The triple awk '!x[$0]++' is one of the most elegant solutions for deduplicating a file or stream without sorting. However, it is inefficient in terms of memory and unsuitable for large files, since it stores all unique lines in memory.
However, a much more efficient implementation would be to preserve the hash representation of the hashes of the strings in the array, not the entire string. You can achieve this with Perl on a single line, and it is very similar to an awk script.
perl -ne 'use Digest::MD5 qw(md5_base64); print unless $seen{md5_base64($_)}++' huge.txt
Here I used md5_base64 instead of md5_hex , because base64 encoding takes 22 bytes, and the hexadecimal representation is 32.
However, since the Perl implementation of hashes still requires about 120 bytes for each key, you can quickly run out of memory for your huge file.
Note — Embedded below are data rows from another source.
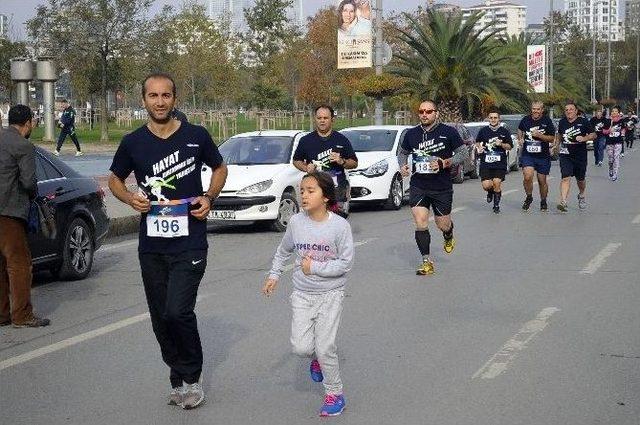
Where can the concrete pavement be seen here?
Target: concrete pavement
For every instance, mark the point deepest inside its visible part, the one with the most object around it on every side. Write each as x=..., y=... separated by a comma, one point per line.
x=548, y=300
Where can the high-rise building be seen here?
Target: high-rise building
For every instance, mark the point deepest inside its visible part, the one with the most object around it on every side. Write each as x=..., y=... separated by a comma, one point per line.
x=507, y=17
x=234, y=10
x=597, y=17
x=4, y=26
x=632, y=16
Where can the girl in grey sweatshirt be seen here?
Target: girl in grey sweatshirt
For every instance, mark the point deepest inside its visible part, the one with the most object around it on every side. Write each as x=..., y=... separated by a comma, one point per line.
x=323, y=247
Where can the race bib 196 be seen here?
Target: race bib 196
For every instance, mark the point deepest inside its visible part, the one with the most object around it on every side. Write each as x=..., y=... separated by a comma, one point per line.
x=168, y=219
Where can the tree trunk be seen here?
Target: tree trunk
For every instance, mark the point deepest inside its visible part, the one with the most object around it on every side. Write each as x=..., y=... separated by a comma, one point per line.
x=104, y=113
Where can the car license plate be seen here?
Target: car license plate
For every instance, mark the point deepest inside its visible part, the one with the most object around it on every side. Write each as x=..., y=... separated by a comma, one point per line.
x=222, y=215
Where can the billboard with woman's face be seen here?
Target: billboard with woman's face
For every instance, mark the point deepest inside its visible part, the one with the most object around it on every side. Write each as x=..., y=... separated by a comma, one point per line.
x=355, y=34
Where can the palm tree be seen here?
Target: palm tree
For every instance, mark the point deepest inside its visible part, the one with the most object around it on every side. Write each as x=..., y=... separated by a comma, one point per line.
x=446, y=60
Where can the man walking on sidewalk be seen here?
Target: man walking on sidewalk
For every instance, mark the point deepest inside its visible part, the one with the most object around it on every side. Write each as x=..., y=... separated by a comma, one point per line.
x=18, y=187
x=166, y=156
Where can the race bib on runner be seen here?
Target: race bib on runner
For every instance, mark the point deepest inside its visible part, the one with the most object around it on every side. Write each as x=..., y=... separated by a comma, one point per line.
x=534, y=147
x=168, y=219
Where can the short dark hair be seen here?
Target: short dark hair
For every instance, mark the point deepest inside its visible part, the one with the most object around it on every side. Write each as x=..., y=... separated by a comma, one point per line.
x=325, y=181
x=20, y=114
x=164, y=75
x=327, y=107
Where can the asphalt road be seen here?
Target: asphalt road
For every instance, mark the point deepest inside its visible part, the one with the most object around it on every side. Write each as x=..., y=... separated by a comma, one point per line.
x=532, y=320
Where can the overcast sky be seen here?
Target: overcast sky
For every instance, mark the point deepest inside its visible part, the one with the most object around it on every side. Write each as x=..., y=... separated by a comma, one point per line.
x=22, y=10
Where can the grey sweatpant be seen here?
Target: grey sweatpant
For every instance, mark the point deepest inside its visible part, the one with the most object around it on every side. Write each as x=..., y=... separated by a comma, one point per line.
x=314, y=327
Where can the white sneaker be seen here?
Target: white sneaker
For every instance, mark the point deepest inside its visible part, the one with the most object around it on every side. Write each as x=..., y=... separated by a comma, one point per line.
x=193, y=396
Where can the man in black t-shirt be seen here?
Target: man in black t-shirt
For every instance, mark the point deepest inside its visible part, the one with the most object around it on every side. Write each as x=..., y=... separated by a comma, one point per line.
x=573, y=134
x=598, y=122
x=166, y=156
x=327, y=150
x=492, y=144
x=434, y=148
x=631, y=122
x=535, y=133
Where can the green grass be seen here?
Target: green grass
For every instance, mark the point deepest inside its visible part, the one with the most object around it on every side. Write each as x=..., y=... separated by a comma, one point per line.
x=117, y=133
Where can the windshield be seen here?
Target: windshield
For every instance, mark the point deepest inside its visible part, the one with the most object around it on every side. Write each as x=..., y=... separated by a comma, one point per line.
x=257, y=150
x=371, y=140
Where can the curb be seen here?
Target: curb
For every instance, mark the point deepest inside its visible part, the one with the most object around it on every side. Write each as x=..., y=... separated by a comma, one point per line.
x=121, y=226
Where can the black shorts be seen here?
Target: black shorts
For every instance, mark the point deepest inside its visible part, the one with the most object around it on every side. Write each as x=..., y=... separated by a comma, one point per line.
x=492, y=173
x=573, y=167
x=440, y=202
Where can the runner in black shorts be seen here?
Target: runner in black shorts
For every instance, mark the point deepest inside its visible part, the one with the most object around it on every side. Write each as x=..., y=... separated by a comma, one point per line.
x=492, y=144
x=571, y=140
x=434, y=148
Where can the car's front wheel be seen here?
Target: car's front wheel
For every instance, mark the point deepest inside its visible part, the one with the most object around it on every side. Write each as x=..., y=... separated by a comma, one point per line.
x=396, y=193
x=77, y=251
x=287, y=208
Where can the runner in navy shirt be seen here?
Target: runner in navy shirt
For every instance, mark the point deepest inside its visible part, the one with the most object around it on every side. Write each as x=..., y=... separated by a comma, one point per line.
x=573, y=134
x=535, y=132
x=166, y=157
x=492, y=144
x=434, y=148
x=328, y=150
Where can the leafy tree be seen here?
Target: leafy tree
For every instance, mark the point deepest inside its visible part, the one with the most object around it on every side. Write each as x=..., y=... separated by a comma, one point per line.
x=448, y=61
x=85, y=32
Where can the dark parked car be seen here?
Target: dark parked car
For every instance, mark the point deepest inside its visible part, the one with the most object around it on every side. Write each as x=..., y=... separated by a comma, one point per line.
x=80, y=216
x=468, y=168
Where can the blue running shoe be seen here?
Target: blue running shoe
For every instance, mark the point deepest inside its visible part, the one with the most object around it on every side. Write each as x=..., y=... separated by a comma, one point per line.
x=315, y=371
x=333, y=405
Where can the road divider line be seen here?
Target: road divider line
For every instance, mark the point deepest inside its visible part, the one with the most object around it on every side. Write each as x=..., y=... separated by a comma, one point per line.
x=69, y=342
x=600, y=258
x=499, y=362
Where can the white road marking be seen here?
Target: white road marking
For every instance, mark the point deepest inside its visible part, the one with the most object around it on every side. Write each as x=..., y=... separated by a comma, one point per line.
x=499, y=362
x=600, y=258
x=69, y=342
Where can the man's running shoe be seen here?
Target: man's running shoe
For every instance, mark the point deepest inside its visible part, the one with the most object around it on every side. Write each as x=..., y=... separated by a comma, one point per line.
x=175, y=396
x=193, y=396
x=316, y=371
x=582, y=202
x=333, y=405
x=426, y=268
x=449, y=245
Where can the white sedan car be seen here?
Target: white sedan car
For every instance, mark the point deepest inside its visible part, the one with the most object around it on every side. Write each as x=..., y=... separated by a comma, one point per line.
x=377, y=178
x=263, y=183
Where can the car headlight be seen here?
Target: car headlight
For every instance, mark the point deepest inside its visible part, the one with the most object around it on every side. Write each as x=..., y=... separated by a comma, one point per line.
x=377, y=169
x=256, y=188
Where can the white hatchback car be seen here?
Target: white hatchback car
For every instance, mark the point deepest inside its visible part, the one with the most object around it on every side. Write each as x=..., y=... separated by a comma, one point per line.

The solution in this case is to process the file in chunks, manually split or use GNU Parallel with --pipe, - -keep-order and -block options (taking advantage of the fact that duplicated lines are not so far apart, as you mentioned ) Here's how you could do it with parallel :
cat huge.txt | pv | parallel --pipe --keep-order --block 100M -j4 -q \ perl -ne 'use Digest::MD5 qw(md5_base64); print unless $seen{md5_base64($_)}++' > uniq.txt
The --block 100M tells parallel processing of input in 100 MB chunks. -j4 means starting 4 processes in parallel. An important argument here is --keep-order , since you want the unique output lines to remain in the same order. I included pv in the pipeline to get great stats while the lengthy process is running.
In the test that I performed with a 1GB random data file, I reached a speed of 130 MB / s with the above settings, which means that you can delete a duplicate of your 40 GB file in 4 minutes (if you have a fast enough hard drive to write with such speed).
Other options:
- Use an efficient trie structure for storing keys and checking for duplicates. For example, a very efficient implementation of marisa-trie is encoded in C ++ from a wrapper in Python .
- Sort your huge file using external merge sort or distribution / bucket sort
- Save the file to the database and use SELECT DISTINCT in the indexed column containing your rows or the most efficient md5_sums of your rows.
- Or use color filters
Here is an example of using the Bloom :: Faster Perl module:
perl -e 'use Bloom::Faster; my $f = new Bloom::Faster({n => 100000000, e => 0.00001}); while(<>) { print unless $f->add($_); }' huge.txt > uniq.txt
You can install Bloom::Faster from cran ( sudo cran and then install "Bloom::Faster" )
Explanation:
- You must indicate the probabilistic error rate
e and the number of available buckets n . The amount of memory required for each bucket is about 2.5 bytes. If your file has 100 million unique lines, you will need 100 million buckets and about 260 MB of memory. - The function
$f->add($_) adds the hash of the string to the filter and returns true if the key (i.e. the string here) is a duplicate. - You can get an estimate of the number of unique lines in your file by analyzing a small section of your file with
dd if=huge.txt bs=400M count=1 | awk '!a[$0]++' | wc -l dd if=huge.txt bs=400M count=1 | awk '!a[$0]++' | wc -l dd if=huge.txt bs=400M count=1 | awk '!a[$0]++' | wc -l (400 MB) and multiplying it by 100 (40 GB). Then set option n little higher to be safe.
In my tests, this method reached a processing speed of 6 MB / s. You can combine this approach with the GNU parallel proposal above to use multiple cores and achieve higher throughput.